Wednesday, June 23, 2010

Bonds of a Prairie Hapa

I am honoured to be included by the Japanese Canadian National Museum (JCNM) to contribute to the multi-disciplinary group exhibition Kizuna taking place in the autumn of 2010. Since moving to Vancouver from Alberta in 2007, the Japanese cultural community has embraced and supported me – I hope that the original photographic work I am creating for this show will demonstrate my appreciation for this.

For many months I have been considering how I can most meaningfully express my connection to the Kizuna theme of this show (I understand that Kizuna is translated as “bond”, an in the context of this show, we are showing the bonds to our past). Tying my personal experience as a Sansei Japanese Canadian to this theme is something of a challenge because I am Hapa – I am half Japanese and half Caucasian in ancestry – and was raised primarily in the predominantly white culture of an Edmonton suburb known as Sherwood Park - I sometimes joke that my siblings and I were the only Asian kids I knew growing up – and we are only half. I have never been to Japan and my experience with the Japanese culture was limited to my family’s annual New Year’s visit to southern Alberta where my Dad grew up. I didn’t even like sushi (with the exception of Tako) until I was in university, even though my Dad has been offering it to me since I was a child. Despite this limited exposure, I have always felt an urge to learn more about the rich history of my Japanese roots.

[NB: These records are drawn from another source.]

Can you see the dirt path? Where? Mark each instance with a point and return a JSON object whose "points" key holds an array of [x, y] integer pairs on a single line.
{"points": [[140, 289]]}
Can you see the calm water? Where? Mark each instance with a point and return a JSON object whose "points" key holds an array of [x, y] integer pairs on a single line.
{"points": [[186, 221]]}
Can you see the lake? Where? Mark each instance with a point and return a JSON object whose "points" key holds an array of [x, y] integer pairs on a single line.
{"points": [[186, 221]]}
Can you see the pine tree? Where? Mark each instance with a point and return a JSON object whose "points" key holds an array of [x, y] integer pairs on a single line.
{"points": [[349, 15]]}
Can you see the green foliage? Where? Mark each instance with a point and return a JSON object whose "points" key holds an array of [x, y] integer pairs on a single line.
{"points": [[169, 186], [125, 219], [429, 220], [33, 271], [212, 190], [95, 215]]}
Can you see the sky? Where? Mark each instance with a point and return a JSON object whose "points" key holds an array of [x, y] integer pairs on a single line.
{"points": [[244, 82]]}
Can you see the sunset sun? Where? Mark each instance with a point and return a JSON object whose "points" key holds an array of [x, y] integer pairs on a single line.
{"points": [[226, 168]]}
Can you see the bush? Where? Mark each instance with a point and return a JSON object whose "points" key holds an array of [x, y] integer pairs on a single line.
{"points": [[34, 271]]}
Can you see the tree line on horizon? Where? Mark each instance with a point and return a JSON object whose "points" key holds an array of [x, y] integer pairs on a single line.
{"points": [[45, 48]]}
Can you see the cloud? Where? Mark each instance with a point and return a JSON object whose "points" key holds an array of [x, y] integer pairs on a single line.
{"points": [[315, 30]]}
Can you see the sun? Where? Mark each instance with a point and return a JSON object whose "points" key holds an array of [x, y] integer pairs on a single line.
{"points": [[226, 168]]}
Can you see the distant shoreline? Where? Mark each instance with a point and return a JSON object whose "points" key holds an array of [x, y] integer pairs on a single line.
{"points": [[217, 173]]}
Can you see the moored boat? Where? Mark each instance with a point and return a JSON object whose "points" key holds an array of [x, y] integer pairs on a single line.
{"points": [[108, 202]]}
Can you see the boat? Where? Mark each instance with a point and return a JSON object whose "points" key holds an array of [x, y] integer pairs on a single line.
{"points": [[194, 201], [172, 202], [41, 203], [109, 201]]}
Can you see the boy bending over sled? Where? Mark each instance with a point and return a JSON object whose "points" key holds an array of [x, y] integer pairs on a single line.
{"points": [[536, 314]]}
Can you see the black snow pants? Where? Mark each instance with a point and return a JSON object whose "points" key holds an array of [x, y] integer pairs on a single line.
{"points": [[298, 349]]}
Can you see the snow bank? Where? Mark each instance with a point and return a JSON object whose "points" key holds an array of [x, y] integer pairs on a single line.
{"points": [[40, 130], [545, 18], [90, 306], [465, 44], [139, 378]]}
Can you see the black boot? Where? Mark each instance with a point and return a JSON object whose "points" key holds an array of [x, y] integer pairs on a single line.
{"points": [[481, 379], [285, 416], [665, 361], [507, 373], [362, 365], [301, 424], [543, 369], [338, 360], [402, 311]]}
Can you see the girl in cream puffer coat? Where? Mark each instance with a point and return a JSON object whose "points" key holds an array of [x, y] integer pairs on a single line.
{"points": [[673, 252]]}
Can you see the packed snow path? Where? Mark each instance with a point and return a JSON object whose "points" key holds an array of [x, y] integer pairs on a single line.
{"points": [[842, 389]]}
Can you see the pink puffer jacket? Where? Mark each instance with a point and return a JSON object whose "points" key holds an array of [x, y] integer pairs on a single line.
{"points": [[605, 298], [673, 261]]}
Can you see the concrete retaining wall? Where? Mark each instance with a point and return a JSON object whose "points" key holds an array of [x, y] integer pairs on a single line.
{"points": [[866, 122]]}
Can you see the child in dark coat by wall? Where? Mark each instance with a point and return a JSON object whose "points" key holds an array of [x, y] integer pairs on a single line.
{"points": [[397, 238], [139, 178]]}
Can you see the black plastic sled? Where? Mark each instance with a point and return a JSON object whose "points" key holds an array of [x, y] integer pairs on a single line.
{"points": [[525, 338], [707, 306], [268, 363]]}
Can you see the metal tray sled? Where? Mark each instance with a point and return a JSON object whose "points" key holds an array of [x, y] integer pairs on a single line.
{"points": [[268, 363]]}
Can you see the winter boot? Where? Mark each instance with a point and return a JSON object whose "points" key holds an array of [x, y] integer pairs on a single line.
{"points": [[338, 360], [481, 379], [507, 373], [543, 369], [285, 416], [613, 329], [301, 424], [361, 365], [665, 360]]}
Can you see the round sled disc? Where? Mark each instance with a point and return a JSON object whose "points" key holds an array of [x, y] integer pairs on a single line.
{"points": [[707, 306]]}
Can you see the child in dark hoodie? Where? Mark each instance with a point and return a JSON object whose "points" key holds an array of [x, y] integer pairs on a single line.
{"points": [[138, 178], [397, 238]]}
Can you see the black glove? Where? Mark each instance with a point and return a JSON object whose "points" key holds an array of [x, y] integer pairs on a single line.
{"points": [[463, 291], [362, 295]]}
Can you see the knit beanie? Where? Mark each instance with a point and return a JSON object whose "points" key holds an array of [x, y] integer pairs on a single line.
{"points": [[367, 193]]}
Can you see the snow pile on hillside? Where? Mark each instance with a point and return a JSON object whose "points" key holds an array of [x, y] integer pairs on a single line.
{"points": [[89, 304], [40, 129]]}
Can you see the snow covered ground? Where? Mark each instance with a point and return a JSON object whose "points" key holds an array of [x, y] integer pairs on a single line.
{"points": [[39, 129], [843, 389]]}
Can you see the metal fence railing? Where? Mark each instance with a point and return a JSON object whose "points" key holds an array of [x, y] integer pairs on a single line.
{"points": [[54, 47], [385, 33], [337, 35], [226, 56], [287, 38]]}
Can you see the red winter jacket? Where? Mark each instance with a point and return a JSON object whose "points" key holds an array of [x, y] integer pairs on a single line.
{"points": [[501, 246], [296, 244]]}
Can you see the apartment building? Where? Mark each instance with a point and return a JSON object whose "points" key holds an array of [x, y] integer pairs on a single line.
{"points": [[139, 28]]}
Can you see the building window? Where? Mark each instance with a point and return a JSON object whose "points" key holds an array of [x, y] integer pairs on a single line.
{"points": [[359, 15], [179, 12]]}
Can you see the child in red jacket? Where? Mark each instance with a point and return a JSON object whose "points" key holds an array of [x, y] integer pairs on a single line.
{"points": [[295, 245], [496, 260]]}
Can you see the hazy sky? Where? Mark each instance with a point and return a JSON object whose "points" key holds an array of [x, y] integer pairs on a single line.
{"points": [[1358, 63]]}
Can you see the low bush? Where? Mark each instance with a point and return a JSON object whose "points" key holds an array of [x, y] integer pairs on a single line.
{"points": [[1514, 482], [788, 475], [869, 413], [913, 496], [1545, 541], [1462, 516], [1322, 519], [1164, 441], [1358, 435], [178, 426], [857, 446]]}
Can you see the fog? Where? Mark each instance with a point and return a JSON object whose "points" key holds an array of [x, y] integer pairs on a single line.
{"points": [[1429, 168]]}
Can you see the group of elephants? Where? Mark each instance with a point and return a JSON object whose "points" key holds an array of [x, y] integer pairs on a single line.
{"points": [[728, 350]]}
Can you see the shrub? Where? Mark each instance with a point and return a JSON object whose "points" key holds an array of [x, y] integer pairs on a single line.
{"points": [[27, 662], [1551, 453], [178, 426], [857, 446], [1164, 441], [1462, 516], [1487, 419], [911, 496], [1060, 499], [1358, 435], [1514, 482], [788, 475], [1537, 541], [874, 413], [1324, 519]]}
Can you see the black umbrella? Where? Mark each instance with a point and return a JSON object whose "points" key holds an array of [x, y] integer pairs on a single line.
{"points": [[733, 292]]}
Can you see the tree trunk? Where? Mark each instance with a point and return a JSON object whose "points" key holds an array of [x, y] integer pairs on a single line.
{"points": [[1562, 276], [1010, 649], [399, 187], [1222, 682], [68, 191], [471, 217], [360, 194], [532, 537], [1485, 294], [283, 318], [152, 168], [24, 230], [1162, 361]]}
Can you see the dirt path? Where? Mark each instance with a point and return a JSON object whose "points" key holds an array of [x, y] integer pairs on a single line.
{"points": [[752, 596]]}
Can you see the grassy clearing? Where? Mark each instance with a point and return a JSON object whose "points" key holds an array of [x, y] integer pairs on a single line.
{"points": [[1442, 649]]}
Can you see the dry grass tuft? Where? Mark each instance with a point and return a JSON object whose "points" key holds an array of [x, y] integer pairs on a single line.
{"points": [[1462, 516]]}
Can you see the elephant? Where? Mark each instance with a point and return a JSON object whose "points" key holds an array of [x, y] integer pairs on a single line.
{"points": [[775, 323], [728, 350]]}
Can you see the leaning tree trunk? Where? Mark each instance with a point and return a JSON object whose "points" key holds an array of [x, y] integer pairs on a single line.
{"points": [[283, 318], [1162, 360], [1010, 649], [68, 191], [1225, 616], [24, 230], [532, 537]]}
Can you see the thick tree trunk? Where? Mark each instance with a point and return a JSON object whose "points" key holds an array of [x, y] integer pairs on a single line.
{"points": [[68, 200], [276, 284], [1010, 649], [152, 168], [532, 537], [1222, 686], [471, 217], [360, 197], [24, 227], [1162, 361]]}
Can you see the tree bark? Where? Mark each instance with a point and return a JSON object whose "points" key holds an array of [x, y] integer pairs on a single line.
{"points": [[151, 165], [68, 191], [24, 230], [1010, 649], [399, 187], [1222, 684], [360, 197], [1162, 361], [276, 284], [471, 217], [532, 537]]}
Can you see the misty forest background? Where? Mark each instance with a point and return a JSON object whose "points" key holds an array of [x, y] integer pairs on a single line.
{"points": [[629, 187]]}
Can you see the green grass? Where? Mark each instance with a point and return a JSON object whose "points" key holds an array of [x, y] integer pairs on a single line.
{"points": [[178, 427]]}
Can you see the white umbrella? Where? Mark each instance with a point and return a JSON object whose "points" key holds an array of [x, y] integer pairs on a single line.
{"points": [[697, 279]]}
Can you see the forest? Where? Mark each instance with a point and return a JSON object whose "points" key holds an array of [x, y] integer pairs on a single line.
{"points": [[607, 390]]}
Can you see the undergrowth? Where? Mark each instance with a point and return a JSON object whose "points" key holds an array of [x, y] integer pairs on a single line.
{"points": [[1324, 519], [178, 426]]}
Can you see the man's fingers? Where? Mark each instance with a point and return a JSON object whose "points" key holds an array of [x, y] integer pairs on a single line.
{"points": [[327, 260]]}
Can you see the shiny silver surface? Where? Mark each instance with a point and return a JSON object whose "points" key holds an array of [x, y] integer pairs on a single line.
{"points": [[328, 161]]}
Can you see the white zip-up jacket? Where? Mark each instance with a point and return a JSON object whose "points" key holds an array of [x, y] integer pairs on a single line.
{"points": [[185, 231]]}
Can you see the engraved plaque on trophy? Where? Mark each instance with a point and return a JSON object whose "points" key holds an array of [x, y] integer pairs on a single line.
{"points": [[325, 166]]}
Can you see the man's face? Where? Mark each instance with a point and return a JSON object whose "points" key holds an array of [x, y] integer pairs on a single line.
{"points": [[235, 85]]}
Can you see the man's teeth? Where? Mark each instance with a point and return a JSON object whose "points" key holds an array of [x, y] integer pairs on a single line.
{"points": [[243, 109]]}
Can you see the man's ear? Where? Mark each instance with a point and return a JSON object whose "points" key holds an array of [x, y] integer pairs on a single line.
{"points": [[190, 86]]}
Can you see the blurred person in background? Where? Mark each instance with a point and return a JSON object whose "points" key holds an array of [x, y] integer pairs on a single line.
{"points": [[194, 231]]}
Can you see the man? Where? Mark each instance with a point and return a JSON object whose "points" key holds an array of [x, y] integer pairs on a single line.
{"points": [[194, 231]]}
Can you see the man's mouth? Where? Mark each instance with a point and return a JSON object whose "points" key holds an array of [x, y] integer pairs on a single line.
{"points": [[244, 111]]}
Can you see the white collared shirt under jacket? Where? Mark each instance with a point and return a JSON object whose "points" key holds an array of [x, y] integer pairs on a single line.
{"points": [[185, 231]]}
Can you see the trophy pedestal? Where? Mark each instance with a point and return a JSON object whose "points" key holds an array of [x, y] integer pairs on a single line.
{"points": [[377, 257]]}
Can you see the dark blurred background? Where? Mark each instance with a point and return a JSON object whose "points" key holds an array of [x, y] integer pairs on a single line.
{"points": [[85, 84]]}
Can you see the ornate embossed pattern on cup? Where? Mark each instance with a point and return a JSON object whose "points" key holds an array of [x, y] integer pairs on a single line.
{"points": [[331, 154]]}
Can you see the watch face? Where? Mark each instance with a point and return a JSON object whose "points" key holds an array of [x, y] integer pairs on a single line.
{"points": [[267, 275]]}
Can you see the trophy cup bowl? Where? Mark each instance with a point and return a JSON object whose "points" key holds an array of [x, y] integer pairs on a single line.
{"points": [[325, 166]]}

Three years ago I moved to Vancouver where Asian cultures are far more plentiful. For the first time in my life I found myself in several situations in neighbourhoods and restaurants where white people are in the minority and Asians are not. There were opportunities abound to become involved in the Japanese community – and I did. I volunteered with the Powell Street Festival Society and now my parents enthusiastically do the same when they come to visit me in the summer. I found myself volunteering at the Japanese Language School where everyone was speaking Japanese (go figure!). I did some video work for the Nikkei Center and taught a photography workshop with as part of the Two Views exhibit at the JCNM. I met other Hapa, Sansei, Nisei, and did some grocery shopping at Fujiya. Many of my new friends in town had lived in Japan and speak the language fluently – and they are 100% Caucasian. In the past two and a half years I have been closer to immersion in my Japanese roots than I have ever been in my life.

So what bond can this Hapa with an all Canadian suburban prairie town upbringing offer to the Kizuna show? I think that Kizuna will challenge this photographer to find within his past the meaning of the word bond, the bond that is unique to his experience, but the bond which is the truth common for many in the diaspora of the Canadian Japanese. The truth is the beauty and the tragedy in the mixing of our blood and our cultures that happens as immigrant families become absorbed by the Canadian landscape.